American English vs British English

American and British English are not that different from each other. They are about as different as Bahasa Malaysia is from Bahasa Indonesia. Speakers of each language can understand each other, with a little bit of accommodation on each side.

The differences between American and British English are perhaps most apparent in their pronunciations. For example, when there is an “r” within a word like “burn”, the Americans would pronounce the “r” while the British generally don’t – except for the Scots. Also, the “a” in many words like “pass”, “dance”, “chance” is pronounced like the “a” in “that” (indicated phonetically as /ae/) by Americans, while the British would use a long “a” sound as in “calm” (indicated phonetically as /a:/ – the colon denoting that the vowel is long.)

However, how many of us Malaysians who were partly educated in Britain or America really speak like the natives of those countries? Most of us will have a Malaysian accent, with a trace of British or American flavour in it. I don’t think there is anything wrong with that, as long as we can be clearly understood by other speakers of English, and don’t sound strained through trying too hard – and failing!

Let us look at how a few words of different origins are used or pronounced in British English, American English and in Malaysia. Since the Academy Awards were recently presented in Los Angeles and telecast live here, let us take the word “movie”. The word is of US origin, is an abbreviation for “moving picture” and has been in use since 1912.

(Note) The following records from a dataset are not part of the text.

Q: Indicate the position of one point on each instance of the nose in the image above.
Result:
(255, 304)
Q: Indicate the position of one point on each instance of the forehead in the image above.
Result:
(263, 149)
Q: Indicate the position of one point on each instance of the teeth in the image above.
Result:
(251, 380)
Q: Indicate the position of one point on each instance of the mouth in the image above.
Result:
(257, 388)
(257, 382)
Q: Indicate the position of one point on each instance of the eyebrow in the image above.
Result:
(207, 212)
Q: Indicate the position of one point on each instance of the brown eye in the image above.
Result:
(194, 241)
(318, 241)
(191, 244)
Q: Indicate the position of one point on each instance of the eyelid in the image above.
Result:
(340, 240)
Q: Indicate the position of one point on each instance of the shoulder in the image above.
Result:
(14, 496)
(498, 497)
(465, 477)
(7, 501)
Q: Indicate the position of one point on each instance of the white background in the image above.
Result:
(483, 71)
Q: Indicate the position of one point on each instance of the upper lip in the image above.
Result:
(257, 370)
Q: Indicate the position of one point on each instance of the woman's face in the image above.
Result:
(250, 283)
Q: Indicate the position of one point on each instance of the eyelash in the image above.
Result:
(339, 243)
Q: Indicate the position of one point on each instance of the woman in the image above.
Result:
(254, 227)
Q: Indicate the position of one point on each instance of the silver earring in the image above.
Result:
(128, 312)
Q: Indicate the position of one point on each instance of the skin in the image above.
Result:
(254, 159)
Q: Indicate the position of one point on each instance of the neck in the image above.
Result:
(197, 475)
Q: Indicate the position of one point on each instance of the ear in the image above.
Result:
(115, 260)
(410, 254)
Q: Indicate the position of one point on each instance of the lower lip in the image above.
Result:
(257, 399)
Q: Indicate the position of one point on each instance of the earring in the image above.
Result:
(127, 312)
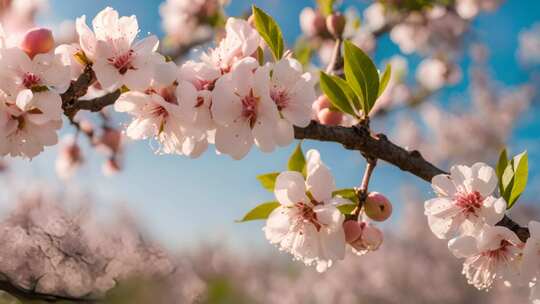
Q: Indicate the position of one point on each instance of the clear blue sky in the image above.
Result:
(183, 201)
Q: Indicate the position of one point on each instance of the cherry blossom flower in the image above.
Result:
(241, 41)
(362, 236)
(157, 112)
(44, 77)
(293, 93)
(118, 59)
(307, 224)
(465, 201)
(431, 73)
(27, 125)
(495, 253)
(244, 110)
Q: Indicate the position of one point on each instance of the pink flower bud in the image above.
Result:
(372, 237)
(363, 237)
(322, 102)
(377, 207)
(329, 117)
(353, 230)
(37, 41)
(335, 24)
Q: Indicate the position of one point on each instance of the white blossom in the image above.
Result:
(495, 253)
(118, 59)
(309, 227)
(465, 201)
(243, 110)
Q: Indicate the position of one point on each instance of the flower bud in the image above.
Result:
(362, 236)
(377, 207)
(335, 24)
(329, 117)
(312, 22)
(37, 41)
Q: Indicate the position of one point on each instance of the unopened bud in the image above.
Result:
(335, 24)
(378, 207)
(37, 41)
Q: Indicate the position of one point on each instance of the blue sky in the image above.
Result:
(183, 202)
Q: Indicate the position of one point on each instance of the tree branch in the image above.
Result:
(379, 147)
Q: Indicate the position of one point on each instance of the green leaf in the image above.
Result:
(501, 166)
(260, 56)
(260, 212)
(326, 6)
(362, 76)
(347, 193)
(297, 161)
(269, 31)
(338, 97)
(303, 51)
(268, 181)
(507, 181)
(347, 209)
(521, 174)
(385, 78)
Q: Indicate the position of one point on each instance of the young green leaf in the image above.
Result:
(326, 6)
(303, 51)
(260, 212)
(347, 193)
(268, 181)
(334, 90)
(501, 166)
(362, 75)
(521, 170)
(297, 161)
(269, 31)
(385, 78)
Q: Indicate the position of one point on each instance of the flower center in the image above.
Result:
(123, 62)
(280, 97)
(249, 108)
(30, 80)
(169, 95)
(204, 85)
(500, 254)
(469, 202)
(307, 214)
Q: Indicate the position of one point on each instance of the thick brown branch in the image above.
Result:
(359, 138)
(379, 147)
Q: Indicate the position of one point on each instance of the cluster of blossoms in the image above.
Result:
(308, 224)
(225, 98)
(466, 212)
(30, 102)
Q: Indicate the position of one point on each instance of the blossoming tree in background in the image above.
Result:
(248, 90)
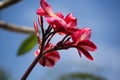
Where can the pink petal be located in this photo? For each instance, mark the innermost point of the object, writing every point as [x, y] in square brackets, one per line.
[41, 12]
[87, 45]
[59, 14]
[42, 61]
[37, 52]
[85, 34]
[49, 62]
[76, 36]
[53, 55]
[35, 26]
[47, 8]
[86, 53]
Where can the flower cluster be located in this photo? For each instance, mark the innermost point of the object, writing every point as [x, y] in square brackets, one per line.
[73, 37]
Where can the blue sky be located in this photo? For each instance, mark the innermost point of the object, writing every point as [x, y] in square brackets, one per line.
[102, 16]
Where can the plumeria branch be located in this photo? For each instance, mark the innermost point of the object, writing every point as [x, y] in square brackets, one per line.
[15, 28]
[6, 3]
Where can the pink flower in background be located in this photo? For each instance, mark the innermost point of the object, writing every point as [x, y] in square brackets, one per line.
[81, 40]
[49, 59]
[53, 19]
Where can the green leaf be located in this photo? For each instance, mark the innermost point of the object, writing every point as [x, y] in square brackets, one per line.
[27, 45]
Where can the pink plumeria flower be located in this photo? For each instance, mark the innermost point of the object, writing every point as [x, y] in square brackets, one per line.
[81, 40]
[71, 22]
[49, 59]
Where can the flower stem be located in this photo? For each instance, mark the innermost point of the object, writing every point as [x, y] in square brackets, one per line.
[30, 68]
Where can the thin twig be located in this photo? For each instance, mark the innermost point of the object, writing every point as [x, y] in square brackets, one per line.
[6, 3]
[15, 28]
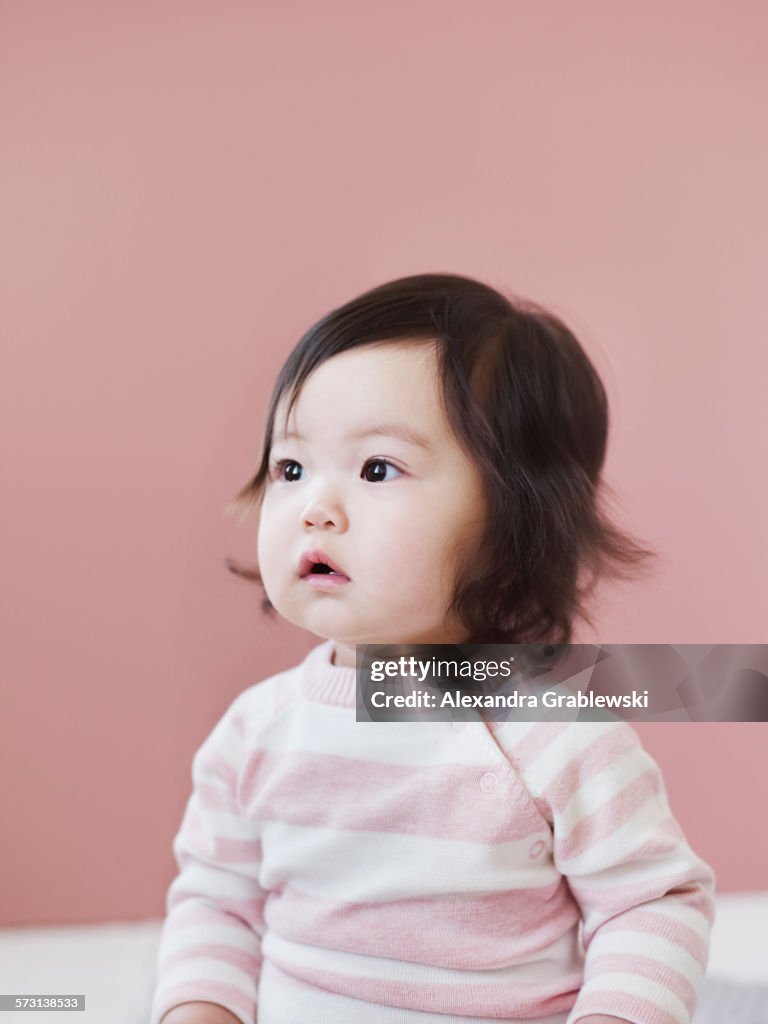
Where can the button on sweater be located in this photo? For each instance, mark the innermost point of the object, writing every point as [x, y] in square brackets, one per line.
[410, 872]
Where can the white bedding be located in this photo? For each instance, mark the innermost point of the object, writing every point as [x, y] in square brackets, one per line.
[114, 964]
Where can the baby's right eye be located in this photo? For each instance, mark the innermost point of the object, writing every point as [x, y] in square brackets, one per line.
[286, 469]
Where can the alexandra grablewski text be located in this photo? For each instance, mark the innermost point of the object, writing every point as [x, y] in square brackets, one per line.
[643, 682]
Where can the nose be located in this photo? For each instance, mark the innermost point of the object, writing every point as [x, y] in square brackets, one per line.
[325, 511]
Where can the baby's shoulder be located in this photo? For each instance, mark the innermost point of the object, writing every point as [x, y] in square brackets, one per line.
[256, 708]
[539, 743]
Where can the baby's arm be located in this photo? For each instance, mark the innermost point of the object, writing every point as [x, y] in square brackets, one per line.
[199, 1013]
[209, 960]
[646, 899]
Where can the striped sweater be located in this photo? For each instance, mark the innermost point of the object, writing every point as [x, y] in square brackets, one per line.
[427, 872]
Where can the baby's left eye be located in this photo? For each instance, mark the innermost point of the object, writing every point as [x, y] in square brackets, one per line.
[375, 470]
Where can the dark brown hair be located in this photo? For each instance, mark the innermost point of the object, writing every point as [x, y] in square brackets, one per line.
[528, 407]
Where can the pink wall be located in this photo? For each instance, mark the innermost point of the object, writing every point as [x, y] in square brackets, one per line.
[190, 185]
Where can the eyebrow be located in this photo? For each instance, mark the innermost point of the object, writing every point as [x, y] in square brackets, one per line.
[395, 430]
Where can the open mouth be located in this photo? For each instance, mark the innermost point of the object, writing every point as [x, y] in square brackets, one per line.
[317, 563]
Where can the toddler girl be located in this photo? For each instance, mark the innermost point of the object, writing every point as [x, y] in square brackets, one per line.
[430, 474]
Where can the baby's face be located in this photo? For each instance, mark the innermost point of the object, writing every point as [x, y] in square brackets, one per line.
[385, 510]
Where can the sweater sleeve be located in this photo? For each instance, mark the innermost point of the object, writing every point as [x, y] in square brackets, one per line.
[646, 899]
[211, 937]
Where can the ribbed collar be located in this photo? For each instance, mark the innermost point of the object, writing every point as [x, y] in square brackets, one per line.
[326, 682]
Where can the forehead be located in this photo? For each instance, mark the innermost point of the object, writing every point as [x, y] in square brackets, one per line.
[395, 383]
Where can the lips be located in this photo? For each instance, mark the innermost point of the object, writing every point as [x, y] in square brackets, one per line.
[311, 558]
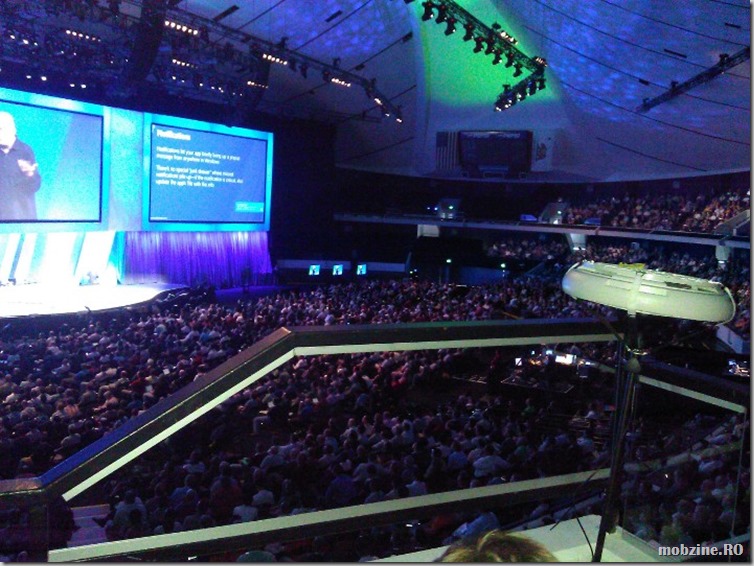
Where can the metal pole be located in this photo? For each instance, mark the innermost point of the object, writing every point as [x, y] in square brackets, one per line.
[624, 400]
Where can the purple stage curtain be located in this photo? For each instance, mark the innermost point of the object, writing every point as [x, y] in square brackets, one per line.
[223, 259]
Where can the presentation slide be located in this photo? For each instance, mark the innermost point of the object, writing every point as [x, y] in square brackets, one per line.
[50, 161]
[215, 177]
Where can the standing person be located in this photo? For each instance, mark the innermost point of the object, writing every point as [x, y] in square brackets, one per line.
[19, 174]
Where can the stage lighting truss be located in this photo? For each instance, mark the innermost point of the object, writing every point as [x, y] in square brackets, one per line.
[495, 41]
[198, 57]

The equivalent in British English is “film”. In 1950s Malaya, English-speaking people would say they were going to “see a film in a cinema”, or less formally, they were going to “the pictures”. I never heard anyone mention the word “movie” then. Nowadays, “movie” seems to be the preferred word, especially among the young. Even the British Daily Telegraph uses it interchangeably with “film”. For example, in its online edition of Feb 29, in the section called “Film”, the phrase “Movie reviews and previews” is written before “film news”. So, the word has not only gained currency in Malaysia: it has also sneaked into British English.

On the other hand, there is the word “fall”, in the US sense of “autumn”. It is not a US coinage, even in that sense. It was first used in British English in 1545 in its full form, “fall of the leaf”.

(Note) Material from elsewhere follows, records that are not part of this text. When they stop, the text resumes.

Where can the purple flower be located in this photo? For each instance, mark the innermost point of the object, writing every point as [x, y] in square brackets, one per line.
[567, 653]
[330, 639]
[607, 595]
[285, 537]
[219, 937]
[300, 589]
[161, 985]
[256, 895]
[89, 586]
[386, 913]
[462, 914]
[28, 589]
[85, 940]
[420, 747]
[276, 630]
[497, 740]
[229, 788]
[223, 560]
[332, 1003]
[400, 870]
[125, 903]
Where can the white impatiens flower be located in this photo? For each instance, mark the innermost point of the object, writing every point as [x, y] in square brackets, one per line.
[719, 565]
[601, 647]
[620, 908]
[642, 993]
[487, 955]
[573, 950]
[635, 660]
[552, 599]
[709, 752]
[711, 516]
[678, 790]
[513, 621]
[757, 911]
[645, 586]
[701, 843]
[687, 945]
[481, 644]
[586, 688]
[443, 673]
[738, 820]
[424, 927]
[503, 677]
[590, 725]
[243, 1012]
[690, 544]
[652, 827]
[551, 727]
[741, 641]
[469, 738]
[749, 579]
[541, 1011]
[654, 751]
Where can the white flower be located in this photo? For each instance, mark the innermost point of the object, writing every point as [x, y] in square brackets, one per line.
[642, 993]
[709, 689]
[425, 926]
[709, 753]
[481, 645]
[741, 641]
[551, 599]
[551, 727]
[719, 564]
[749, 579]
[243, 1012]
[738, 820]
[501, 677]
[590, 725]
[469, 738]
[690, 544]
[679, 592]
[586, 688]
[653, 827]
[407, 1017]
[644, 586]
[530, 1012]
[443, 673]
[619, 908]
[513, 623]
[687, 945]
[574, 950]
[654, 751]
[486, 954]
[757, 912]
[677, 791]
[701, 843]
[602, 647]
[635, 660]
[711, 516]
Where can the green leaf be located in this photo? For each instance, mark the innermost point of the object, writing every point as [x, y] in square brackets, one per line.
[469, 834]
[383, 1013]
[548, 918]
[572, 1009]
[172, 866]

Although “fall” meaning “autumn” is only used in some dialects of British English now, the poet G.M. Hopkins used “Spring and Fall” as the title of one of his poems (published 1918) and the Scottish essayist and historian, Thomas Carlyle, used it in that sense in his biography of the Scottish author John Sterling: His first child … was born there … in the fall of that year 1831 (OED).

The word “momentarily” gave me a fright during my first visit to the US. It has different meanings in American English and British English. In the former, it means “very soon” or “in a moment”, while in British English it means “for a very short time”. Imagine my alarm, while travelling from one city in the US to another by plane, when I heard this announcement: “We will be landing momentarily in Atlanta.”

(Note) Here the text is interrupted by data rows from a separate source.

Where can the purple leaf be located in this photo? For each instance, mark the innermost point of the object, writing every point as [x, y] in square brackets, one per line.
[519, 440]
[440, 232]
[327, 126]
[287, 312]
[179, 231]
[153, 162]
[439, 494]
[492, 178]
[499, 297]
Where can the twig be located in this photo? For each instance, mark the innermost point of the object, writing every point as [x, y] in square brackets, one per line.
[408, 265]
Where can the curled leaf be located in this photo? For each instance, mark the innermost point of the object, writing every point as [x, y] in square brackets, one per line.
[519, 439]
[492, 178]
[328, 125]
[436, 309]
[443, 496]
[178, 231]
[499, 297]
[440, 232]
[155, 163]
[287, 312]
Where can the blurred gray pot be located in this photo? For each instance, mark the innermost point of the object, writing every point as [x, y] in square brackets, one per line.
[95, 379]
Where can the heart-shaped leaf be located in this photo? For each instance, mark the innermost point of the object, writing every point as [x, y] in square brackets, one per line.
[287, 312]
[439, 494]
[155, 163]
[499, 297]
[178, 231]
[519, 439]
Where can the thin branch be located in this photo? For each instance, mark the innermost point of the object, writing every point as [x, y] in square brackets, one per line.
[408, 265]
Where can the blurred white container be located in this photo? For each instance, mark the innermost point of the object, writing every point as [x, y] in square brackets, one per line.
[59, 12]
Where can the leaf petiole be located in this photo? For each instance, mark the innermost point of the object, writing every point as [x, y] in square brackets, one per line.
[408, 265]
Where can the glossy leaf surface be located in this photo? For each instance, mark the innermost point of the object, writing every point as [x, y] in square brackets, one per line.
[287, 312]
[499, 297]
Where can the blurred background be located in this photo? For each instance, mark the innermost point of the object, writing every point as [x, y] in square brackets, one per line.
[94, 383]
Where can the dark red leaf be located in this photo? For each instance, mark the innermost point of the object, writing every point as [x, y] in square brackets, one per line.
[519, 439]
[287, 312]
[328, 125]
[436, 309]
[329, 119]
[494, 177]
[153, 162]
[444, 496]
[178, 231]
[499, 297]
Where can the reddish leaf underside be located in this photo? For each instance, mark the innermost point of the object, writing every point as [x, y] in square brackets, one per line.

Since Atlanta was my destination, I thought I really had to hurry off the plane in the short time it would be on the runway! And what about my luggage? Then I calmed down, thinking, it must mean something a little different here; and it does!

To come to pronunciation, let’s take the word “vase”. It is usually pronounced /veis/ in the US and /va:z/ in British English and in Malaysia.

Many years ago, I was watching the film Plenty, with great admiration for Meryl Streep’s faultless English accent. Then she said “veis”! Well, her English accent was almost faultless.

The word “route” has an alternative pronunciation in the US: it sounds like “rout”. So don’t be surprised if while on a visit there, your bus driver says what sounds like: “We have a little change of ‘rout’ today.”